Call function on vectors of mixed type (using `FunctionWrapper` and `Union`s)

Hi everyone and a happy new year!

In one part of my code I have a vector v whose elements have different types.
Additionally, I have a function f with different methods for all the involved types and want to call this function on the elements of the vector, let’s say I want to compute sum(f(x) for x in v).
What is the best/fastest way to do this?

There are three things I have tried so far

  1. Just leaving v as it is as a Vector{Any}
  2. Transforming v to a union typed vector of type Union{unique(typeof.(v))...}
  3. Using the FunctionWrapper.jl package (on either the normal or the union typed vector which doesn’t seem to make a difference).

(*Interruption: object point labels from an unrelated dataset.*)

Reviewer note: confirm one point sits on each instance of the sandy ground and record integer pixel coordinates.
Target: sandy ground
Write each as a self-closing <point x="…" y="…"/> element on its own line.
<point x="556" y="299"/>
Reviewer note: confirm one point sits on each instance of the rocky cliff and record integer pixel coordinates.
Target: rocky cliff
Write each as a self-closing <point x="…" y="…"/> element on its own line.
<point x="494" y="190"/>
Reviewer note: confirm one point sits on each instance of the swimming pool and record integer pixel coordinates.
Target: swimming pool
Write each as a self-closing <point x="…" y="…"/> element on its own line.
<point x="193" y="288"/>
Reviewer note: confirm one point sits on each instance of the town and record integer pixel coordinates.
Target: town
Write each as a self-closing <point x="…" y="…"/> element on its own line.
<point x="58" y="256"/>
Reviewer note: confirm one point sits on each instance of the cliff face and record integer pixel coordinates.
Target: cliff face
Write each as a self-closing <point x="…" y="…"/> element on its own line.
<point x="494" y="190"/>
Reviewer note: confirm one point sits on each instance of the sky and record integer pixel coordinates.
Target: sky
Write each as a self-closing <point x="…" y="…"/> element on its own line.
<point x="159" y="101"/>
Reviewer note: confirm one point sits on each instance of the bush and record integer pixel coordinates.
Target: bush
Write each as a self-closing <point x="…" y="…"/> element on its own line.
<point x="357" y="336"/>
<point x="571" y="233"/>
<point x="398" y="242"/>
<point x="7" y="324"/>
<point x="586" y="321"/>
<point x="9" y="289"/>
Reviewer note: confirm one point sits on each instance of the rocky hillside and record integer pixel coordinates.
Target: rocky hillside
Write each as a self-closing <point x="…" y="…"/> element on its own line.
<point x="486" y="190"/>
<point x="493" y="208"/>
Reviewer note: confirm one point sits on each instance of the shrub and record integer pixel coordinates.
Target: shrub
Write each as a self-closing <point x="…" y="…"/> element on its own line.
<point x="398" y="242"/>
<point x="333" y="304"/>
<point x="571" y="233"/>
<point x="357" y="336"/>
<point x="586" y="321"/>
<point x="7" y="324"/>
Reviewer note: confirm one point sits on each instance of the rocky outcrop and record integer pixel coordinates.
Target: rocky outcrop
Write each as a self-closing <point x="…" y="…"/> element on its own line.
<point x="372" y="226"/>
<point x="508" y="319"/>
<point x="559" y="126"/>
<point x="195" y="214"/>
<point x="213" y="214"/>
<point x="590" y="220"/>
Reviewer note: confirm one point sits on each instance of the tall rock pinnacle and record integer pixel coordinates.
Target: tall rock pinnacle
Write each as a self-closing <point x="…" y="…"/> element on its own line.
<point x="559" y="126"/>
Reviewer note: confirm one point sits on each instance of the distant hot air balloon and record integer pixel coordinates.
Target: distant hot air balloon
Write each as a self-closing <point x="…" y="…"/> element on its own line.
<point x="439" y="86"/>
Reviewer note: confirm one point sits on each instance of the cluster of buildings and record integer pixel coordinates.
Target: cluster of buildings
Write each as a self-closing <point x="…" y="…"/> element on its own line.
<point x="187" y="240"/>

What I observe from these three cases is that the implementation with the union type vector is the fastest for up to three different types and computation time jumps by a factor 1000 for four different types (I guess this has something to do with the union type splitting limit I read about elsewhere).
The time used by the implementation using FunctionWrapper, on the other hand, is independent of the number of different types but is a factor of 6 slower than the union type implementation for 1–3 different types (making it by far the fastest for more different types).

So I guess in the in the end I have three questions:

  1. Most importantly, is there a way to further improve performance in such cases, especially for the case of many different types (an example code is appended below)?
  2. Since I like to understand the code I write, could someone maybe explain to me what FunctionWrapper actually does?
  3. I would also like to understand why I observe what I observe. Why is there this sharp increase in computation time for the Union type vector after more than three different types and why is my FunctionWrapper implementation for only one type slower than the “naive” implementation?

I am grateful for answers to any of these questions!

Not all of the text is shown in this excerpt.